Each one of the small die can be binned for yield, so when you're doing advanced packaging, you know that everything coming together is using known good die (KGD). Then it's a factor of the packaging yield process.
"Each one of the small die can be binned for yield, so when you're doing advanced packaging, you know that everything coming together is using known good die (KGD). "
may be they could/should bin the Big Banks into banklets?
The two big dies are using Foveros, so two large 'lower' dies with that patchwork of 'upper' dies above them, then EMIB underneath that to connect to the HBM stacks on the periphery and the link I/O tiles, as well as another EMIB bridge or two between the two Foveros stacks.

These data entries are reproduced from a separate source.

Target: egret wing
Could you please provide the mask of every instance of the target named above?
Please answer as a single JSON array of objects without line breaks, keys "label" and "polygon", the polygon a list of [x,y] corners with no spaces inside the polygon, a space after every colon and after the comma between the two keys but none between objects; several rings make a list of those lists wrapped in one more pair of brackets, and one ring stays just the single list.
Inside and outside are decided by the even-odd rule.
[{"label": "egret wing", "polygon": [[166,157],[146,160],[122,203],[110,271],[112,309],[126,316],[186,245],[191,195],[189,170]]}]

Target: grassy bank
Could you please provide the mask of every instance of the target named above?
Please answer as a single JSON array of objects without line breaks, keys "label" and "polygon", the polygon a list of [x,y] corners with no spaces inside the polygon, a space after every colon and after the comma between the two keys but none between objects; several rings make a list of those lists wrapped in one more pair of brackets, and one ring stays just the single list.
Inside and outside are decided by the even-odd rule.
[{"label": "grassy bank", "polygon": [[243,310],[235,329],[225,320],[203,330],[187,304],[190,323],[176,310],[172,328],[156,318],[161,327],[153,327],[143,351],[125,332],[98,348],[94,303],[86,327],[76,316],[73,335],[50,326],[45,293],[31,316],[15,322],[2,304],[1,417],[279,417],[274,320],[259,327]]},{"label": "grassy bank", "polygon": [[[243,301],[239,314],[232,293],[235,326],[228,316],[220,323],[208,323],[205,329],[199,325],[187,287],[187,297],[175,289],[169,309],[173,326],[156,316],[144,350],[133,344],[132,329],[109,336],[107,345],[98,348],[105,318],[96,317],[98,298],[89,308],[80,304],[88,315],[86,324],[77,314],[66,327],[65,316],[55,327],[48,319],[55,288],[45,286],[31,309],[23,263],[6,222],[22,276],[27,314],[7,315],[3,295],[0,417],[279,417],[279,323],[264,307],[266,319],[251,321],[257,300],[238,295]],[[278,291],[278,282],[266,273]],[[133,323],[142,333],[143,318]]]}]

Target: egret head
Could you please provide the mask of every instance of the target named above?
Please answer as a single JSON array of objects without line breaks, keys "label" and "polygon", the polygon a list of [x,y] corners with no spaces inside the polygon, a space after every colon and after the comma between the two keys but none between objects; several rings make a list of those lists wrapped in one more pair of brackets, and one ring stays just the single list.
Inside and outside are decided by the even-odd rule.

Can someone in layman’s terms describe a power on test and its purpose, as well as where it falls in the chip design process ? When the chip comes out of the fab, hasn’t it already been powered on? Just trying to understand. Thanks.
There's a variety of electrical testing (E-test) that goes on during production, but those are only smaller test circuits. The only way to know if the whole thing is going to work after packaging is to actually fire it up and see what happens.
from engineer with some rudimentary grasp of what happens in chips world, to be taken with a lot of salt. A chip is "tested" in the fab after manufacturing in terms of checking whether the "blueprint" that was supposed to be projected onto its portion of the wafer is correct. I think this is where the term yield comes from - what percentage of the wafer contains properly "projected" chips. However this chip is nothing but a collection of transistors and wires connecting them, and is, as such, an inanimate object. In order to do some meaningful work it needs to be able to interact with the rest of the world which it does over HW lines or programming registers, essentially its inputs and outputs. It also needs power to do all these things. It is the task of the packaging of the chip (assembly step in the process) to wrap around the chip an environment that will make chip useable. In case of Ponte Vecchio seems that not one but many chips are being integrated into one package likely with high-speed interconnects. Likely these chips are manufactured in different fabs (including external) so they would need to be shipped to a central location (likely an Intel fab) to integrate them into a package. As a result you get a piece of hardware ready to be plugged in somewhere and tested. Testing usually happens in an R&D center (California?) after the GPU has been assembled. What I believe they refer to as power on test is the very first sanity test where the chip is provided with input power and some(many) checks are performed to validate that components are operating properly. Once this power-on test is done they would likely proceed to do simple generic tests (feeding very simple sequences into the GPU and checking output) and then slowly work towards (much) more complex use-cases. Hope you get something out of this.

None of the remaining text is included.